Author : oscorm digital | Published On : 09 Apr 2026

 

A Chicago company let an outsourcing provider into some secret payroll information. Another company being an as per competitor picked up the compensation plan. There was no non-disclosure agreement endorsed. According to a study carried out by Deloitte, 37 per cent of those organisations that outsource Finance and Accounting Services are concerned with the issue of data security.

What Is the NDA of Finance and Accounting Outsourcing?

Assuming that you and your outsourcing partner have an NDA, they shall not share your financial information with any other party.When outsourcing these services, Finance and Accounting Services documents such as the payroll information, audit reports, bank statements and tax records are shared. There is no protection in this information unless there is an NDA.In the UK, the accounting of a retail business was outsourced to a company based in the East, to actually perform the accounting. Financial models were used by vendors in pitching to customers of competitors without there being a non-disclosure agreement.

Why Are NDA-Global Rules of Finance More Important than Other Outsourcing?
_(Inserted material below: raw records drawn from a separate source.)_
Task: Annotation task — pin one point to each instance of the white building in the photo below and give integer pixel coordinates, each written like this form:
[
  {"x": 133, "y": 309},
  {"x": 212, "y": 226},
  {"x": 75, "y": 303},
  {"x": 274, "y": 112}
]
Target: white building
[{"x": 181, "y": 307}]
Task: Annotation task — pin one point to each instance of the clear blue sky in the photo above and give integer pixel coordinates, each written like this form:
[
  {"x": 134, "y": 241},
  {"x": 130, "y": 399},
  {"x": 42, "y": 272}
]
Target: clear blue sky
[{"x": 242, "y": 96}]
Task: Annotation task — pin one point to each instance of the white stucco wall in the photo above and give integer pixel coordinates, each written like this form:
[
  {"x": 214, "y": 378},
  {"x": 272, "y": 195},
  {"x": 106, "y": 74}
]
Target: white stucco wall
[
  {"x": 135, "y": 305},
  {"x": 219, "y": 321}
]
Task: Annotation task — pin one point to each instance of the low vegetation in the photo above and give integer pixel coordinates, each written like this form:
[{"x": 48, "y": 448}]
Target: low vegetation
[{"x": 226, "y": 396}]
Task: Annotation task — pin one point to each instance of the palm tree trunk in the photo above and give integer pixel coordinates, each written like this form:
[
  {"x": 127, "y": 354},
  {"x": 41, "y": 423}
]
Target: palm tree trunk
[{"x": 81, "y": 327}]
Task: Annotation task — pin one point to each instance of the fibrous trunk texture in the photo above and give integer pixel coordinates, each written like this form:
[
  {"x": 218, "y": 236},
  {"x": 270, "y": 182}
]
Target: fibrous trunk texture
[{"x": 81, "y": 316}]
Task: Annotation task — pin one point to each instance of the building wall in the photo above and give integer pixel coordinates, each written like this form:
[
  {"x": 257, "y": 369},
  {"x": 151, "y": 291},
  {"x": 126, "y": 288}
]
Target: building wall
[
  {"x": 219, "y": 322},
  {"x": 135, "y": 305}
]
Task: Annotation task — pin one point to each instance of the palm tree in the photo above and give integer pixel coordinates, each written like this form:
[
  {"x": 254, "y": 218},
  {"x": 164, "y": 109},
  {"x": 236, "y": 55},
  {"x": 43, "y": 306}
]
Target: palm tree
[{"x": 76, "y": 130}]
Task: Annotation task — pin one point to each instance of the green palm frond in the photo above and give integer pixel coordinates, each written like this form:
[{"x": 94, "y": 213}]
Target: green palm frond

Not only is financial information sensitive, but it is also considered private. Two US regulations, Sarbanes-Oxley and Gramm-Leach-Bleichy Act, stipulate that financial records must be managed tightly in terms of data.A vendor may be fined by the regulatory bodies in case of the breach of an NDA and will misuse your information. It does not matter by whom a breach was initiated; there may be ramifications even on your side.

What cannot be negotiated on in relation to the NDA of Finance and Accounting Outsourcing?

Considered Secret Information

It must particularly point to information that relates to customer billing, financial forecast, payroll, general ledger and tax returns.

Limited Data Access

Here you can see the vendor's team members who have access to your data.

Data Erasure or Return

The vendor should either delete all the financial data or make them back as soon as the contract expires.

Section on Jurisdiction

Please specify what law governs the non-disclosure agreement when the location of the person signing the non-disclosure agreement is the US and the one selling the product is either in India or the Philippines.

How You Have to Structure the NDA Before You Sign the Contract of Outsourcing?

An agreement on non-disclosure should be signed before a service agreement is signed at any time. The same can be said about most companies and this makes them vulnerable to a free stream of information during negotiations.During the vendor review, you may give them sample financial reporting or process documentation to help the vendor understand the scope.One of the accounting firms in New York was reviewing three outsourcing firms in an attempt to help a customer with their audit. All three of them were given the previous financial statements of the client. One of the vendors was not required to sign a non-disclosure agreement before the meeting.The secrecy period of Finance and Accounting Services is sometimes two to five years post contract.

What occurs when a Vendor breaches the NDA in Accounting Outsourcing?

A NDA that is sound enough to enable you to seek an injunction means that you can have a court order discouraging the vendor to further use your data.One of the vendors that an Australian real estate company contracted to do the financial modelling of itself, ended up using the same models in another developer. The non-disclosure agreement specifically stated that financial models were proprietary. The business was in favour and the court awarded a damage amount of 1.2 million.